E tuttavia credo che si debba pensare in tempo anche a un’altra soluzione, che può e deve integrare queste già conosciute e messe in pratica. Quest’altra soluzione è “semplicemente” l’educazione della società al rispetto verso il “diverso”, senza falsi pietismi e senza ipocrisie, cui purtroppo siamo stati abituati da una lunga politica di assistenzialismo economico (neanche tanto mirato) e da una società che pur di non essere “disturbata” dal “diverso” è anche disposta a pagare, costruendo leggi e regole che mirano per lo più ad emarginare ancor di più i soggetti meno uguali degli altri.

Questa educazione deve partire dall’integrazione scolastica dei “normodotati”, non delle persone con disabilità, le quali ultime, a mio avviso, sono le più inclini all’adattamento sociale. È molto frequente, infatti, vedere nelle scuole italiane alunni “normali” che si comportano con una certa superiorità nei confronti di quelli con disabilità, specie se mentale. Tutto questo porta il disabile a rifugiarsi sempre più dentro il mondo particolare che si costruisce, per isolarsi dalle troppe “coccole”, dalle troppe attenzioni che gli vengono rivolte.
Le persone con autismo, ad esempio, vivono in un mondo poco popolato da figure reali e sovrappopolato di figure irreali: perché non possiamo anche noi “normali” entrare a far parte del loro mondo? Bisognerebbe insomma mettere in ballo una concezione del “diverso” un po’ fuori dalle norme: siamo sicuri che sono veramente diversi da noi? O non è che anche noi, tra di noi, siamo tutti diversi e loro sono, tra tutti, quelli “più uguali”, “più nella norma”, cioè normali?

Il dramma che affligge questa società moderna è, secondo me, alimentato dai falsi modelli educativi che ci vengono propinati continuamente attraverso la televisione, internet e altre vie di diffusione culturale, contro le quali non abbiamo alcuna arma di difesa, se non quella di eliminare fisicamente questi mezzi. Ma naturalmente non possiamo mirare a costruirci un mondo perfetto con soli modelli validi e tuttavia dovremmo almeno cercare di filtrare e interpretare le informazioni che arrivano ai giovani, alle nuove generazioni, che sono la base del futuro della società dove dovranno vivere anche i nostri ragazzi.
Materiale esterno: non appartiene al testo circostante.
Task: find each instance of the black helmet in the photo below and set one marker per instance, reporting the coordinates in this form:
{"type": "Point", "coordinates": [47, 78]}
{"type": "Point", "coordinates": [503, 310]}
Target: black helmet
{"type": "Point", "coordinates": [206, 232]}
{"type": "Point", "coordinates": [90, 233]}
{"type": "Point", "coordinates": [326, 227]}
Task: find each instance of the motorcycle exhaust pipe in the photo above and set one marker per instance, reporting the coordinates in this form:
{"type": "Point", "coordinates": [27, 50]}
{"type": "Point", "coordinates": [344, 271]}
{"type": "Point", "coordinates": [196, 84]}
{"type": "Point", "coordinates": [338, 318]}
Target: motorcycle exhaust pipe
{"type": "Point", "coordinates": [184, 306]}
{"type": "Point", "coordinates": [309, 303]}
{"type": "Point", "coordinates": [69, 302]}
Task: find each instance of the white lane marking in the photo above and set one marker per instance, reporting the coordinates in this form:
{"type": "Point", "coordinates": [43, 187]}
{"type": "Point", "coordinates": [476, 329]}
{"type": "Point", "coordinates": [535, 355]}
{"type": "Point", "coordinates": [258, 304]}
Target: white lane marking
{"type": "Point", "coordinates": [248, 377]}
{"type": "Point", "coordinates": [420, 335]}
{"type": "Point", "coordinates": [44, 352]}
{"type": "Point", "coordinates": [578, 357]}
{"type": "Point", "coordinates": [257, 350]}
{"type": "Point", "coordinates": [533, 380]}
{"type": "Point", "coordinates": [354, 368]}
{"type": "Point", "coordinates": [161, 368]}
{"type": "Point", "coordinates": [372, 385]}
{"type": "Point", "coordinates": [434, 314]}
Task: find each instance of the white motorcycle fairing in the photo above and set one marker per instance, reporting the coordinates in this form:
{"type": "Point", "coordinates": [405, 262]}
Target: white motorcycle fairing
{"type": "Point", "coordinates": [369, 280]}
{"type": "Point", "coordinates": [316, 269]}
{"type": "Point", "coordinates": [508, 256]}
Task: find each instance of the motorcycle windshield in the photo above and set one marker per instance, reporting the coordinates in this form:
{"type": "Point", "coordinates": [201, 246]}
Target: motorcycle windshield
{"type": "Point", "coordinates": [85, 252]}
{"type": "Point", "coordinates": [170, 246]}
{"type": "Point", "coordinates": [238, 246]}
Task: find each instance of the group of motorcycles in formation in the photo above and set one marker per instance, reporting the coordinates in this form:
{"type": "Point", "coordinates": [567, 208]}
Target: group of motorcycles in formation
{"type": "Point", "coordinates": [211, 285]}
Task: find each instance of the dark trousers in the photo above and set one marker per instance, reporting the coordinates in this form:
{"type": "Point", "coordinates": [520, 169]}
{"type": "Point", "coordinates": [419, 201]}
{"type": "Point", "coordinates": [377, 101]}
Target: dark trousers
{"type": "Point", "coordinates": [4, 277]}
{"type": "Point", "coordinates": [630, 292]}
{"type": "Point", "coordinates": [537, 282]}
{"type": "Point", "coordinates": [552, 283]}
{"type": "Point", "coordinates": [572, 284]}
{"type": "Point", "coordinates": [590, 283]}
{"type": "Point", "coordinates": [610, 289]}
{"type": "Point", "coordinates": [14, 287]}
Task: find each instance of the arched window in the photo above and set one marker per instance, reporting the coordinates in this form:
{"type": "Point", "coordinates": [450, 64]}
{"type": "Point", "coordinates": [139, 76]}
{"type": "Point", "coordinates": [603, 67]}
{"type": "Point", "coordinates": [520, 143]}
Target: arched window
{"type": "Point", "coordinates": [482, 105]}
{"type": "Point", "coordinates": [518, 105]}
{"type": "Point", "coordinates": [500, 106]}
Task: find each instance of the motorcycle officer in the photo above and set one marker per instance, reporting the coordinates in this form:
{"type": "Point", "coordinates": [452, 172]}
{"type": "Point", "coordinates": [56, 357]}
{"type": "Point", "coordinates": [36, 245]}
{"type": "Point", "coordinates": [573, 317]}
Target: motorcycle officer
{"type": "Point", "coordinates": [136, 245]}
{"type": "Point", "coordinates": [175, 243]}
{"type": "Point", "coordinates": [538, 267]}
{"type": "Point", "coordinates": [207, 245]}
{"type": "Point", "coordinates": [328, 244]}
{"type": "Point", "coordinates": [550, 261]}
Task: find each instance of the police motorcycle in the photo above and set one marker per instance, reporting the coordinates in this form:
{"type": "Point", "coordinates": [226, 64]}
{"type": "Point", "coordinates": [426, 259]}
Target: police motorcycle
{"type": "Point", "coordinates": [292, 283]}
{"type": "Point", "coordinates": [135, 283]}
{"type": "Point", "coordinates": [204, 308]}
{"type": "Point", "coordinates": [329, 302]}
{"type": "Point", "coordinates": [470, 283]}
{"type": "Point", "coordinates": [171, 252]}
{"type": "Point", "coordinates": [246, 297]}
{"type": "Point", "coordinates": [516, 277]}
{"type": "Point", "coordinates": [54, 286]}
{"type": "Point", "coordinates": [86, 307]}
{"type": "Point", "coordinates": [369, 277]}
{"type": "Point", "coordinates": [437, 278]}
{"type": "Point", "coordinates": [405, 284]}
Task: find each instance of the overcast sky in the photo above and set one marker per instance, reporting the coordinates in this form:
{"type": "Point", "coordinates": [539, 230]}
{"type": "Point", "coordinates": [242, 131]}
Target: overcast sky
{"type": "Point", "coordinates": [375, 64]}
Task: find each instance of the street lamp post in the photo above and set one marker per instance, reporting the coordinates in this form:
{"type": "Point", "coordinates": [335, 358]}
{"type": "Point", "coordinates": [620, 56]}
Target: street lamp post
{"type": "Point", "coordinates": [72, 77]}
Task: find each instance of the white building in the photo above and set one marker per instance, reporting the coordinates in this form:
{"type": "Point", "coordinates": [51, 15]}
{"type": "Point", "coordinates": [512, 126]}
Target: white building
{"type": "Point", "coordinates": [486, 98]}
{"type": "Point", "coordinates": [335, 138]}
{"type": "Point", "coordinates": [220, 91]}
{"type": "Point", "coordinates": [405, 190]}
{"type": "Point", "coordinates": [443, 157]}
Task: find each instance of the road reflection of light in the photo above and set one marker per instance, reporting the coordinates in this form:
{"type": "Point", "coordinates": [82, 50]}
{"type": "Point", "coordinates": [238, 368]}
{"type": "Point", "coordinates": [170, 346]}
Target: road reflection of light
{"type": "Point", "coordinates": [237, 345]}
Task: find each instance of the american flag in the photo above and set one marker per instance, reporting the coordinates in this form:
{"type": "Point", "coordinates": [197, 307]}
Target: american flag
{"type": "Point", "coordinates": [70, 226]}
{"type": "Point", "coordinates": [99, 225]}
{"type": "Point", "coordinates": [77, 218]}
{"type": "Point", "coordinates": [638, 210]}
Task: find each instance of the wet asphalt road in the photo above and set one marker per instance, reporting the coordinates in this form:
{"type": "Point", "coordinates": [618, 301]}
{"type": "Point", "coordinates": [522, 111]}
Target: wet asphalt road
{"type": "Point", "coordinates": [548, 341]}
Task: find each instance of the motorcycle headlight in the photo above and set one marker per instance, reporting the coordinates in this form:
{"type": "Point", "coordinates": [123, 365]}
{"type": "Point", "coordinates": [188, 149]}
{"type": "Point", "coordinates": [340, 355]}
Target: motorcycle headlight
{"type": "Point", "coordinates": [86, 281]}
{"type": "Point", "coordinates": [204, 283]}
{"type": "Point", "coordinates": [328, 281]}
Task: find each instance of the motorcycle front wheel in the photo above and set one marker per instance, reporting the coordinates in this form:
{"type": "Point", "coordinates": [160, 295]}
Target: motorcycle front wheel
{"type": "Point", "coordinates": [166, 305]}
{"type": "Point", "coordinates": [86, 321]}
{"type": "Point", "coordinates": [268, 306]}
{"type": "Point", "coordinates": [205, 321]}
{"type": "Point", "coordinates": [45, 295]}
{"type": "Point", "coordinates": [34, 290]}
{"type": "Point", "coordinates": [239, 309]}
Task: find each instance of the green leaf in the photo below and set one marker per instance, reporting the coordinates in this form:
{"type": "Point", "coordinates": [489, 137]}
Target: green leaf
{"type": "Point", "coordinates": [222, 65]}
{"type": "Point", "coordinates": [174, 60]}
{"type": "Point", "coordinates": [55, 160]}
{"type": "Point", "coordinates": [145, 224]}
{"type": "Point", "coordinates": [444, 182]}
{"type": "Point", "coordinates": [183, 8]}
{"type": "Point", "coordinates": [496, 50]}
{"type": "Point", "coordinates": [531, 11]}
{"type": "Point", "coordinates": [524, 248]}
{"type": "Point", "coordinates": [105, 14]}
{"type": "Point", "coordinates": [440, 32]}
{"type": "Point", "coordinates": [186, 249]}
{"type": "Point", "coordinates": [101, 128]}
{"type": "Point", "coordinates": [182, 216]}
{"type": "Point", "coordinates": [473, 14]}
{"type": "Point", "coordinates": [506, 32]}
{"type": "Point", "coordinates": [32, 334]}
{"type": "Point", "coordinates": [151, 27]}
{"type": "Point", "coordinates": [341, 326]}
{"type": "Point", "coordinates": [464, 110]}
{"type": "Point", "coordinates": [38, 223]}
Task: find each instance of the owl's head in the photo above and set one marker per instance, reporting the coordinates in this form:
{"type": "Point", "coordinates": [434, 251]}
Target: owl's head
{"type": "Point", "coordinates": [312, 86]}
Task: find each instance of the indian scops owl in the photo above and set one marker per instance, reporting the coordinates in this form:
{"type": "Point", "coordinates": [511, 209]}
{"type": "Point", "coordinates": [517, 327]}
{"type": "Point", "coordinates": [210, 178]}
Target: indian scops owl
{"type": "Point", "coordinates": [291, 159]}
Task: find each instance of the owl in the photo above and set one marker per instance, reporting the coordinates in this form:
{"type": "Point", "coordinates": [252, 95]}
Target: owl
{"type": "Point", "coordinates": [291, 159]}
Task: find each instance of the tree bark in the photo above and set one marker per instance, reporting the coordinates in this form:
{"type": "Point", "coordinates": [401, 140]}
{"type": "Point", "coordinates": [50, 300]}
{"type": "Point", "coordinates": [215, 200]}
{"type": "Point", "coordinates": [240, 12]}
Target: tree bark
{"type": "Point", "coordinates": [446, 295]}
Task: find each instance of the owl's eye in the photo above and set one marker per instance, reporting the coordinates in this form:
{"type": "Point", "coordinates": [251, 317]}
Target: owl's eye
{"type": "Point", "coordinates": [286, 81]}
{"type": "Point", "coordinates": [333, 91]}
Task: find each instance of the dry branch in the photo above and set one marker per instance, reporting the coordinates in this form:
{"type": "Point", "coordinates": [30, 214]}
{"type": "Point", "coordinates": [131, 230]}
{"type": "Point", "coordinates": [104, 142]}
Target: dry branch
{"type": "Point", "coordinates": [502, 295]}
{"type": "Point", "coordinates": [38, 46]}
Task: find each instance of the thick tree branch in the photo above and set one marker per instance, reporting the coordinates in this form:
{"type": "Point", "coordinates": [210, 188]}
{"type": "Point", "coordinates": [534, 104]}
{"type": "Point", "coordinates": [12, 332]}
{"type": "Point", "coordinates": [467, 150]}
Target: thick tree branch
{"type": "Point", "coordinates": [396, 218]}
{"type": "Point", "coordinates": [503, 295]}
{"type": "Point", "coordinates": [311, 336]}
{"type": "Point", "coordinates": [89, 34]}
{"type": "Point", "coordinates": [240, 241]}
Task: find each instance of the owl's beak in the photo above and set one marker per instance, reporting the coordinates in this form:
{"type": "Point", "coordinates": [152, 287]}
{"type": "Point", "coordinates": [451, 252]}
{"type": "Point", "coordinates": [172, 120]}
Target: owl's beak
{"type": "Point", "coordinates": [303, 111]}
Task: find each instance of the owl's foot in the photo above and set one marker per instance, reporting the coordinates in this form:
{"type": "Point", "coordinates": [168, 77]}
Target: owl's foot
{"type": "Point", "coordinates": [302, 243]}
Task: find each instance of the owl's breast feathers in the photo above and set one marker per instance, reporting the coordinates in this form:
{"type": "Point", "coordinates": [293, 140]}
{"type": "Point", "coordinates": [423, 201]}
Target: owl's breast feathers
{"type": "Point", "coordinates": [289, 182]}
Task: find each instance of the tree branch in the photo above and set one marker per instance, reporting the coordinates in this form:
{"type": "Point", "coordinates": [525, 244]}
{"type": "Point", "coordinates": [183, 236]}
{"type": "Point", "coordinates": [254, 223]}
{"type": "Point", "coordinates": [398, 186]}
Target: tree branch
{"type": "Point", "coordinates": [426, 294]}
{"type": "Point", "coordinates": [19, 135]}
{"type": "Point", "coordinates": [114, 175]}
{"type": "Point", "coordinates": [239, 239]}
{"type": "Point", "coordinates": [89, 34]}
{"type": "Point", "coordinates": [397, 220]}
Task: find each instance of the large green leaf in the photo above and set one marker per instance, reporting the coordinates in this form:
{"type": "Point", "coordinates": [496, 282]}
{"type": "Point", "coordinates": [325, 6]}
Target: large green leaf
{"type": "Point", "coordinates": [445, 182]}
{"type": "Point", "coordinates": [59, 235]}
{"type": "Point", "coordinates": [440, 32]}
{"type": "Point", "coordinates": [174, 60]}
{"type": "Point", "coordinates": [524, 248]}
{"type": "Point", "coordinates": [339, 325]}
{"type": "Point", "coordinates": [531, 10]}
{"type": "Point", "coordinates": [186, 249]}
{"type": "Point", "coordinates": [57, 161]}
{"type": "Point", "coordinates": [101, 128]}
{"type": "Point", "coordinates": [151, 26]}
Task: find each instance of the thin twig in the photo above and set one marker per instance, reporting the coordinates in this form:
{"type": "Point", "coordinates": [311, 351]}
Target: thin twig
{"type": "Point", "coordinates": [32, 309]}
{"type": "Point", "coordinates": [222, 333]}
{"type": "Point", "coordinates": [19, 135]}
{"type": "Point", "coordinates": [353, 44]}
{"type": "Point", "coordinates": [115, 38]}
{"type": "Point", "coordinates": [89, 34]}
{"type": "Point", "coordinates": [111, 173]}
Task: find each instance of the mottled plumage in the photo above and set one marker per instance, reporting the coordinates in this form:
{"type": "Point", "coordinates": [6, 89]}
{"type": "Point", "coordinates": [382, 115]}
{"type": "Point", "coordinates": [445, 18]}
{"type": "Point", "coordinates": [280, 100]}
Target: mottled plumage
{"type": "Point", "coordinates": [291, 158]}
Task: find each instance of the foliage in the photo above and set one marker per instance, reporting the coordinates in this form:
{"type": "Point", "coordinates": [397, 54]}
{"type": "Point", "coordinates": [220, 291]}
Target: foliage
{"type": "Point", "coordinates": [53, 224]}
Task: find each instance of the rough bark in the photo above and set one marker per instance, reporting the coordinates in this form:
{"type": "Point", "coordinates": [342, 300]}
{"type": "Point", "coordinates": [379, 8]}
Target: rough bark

Elementi culturali propagandati da un certo tipo di personaggi, come quelli che fanno furore in ambienti come Grande Fratello, Amici o le varie Isole dei famosi, contribuiscono letteralmente ad atrofizzare l’umanità innata che c’è nei bambini prima e nei giovani poi. Per questo sarebbe da proporre a chi è al potere di iniziare a fare qualcosa di concreto per una nuova sana educazione della società, partendo dalla scuola, per intervenire poi anche nella diffusione culturale in ambito sociale.
Solo così – penso e credo – i nostri ragazzi avranno la libertà e l’opportunità di vivere in quella grande “casa civile” cui continuiamo ancora a credere, pensando alla società civile, senza essere costretti in spazi e tempi culturalmente ristretti dal finto benessere materiale e morale che vediamo riproposto tutti i giorni dai mass-media.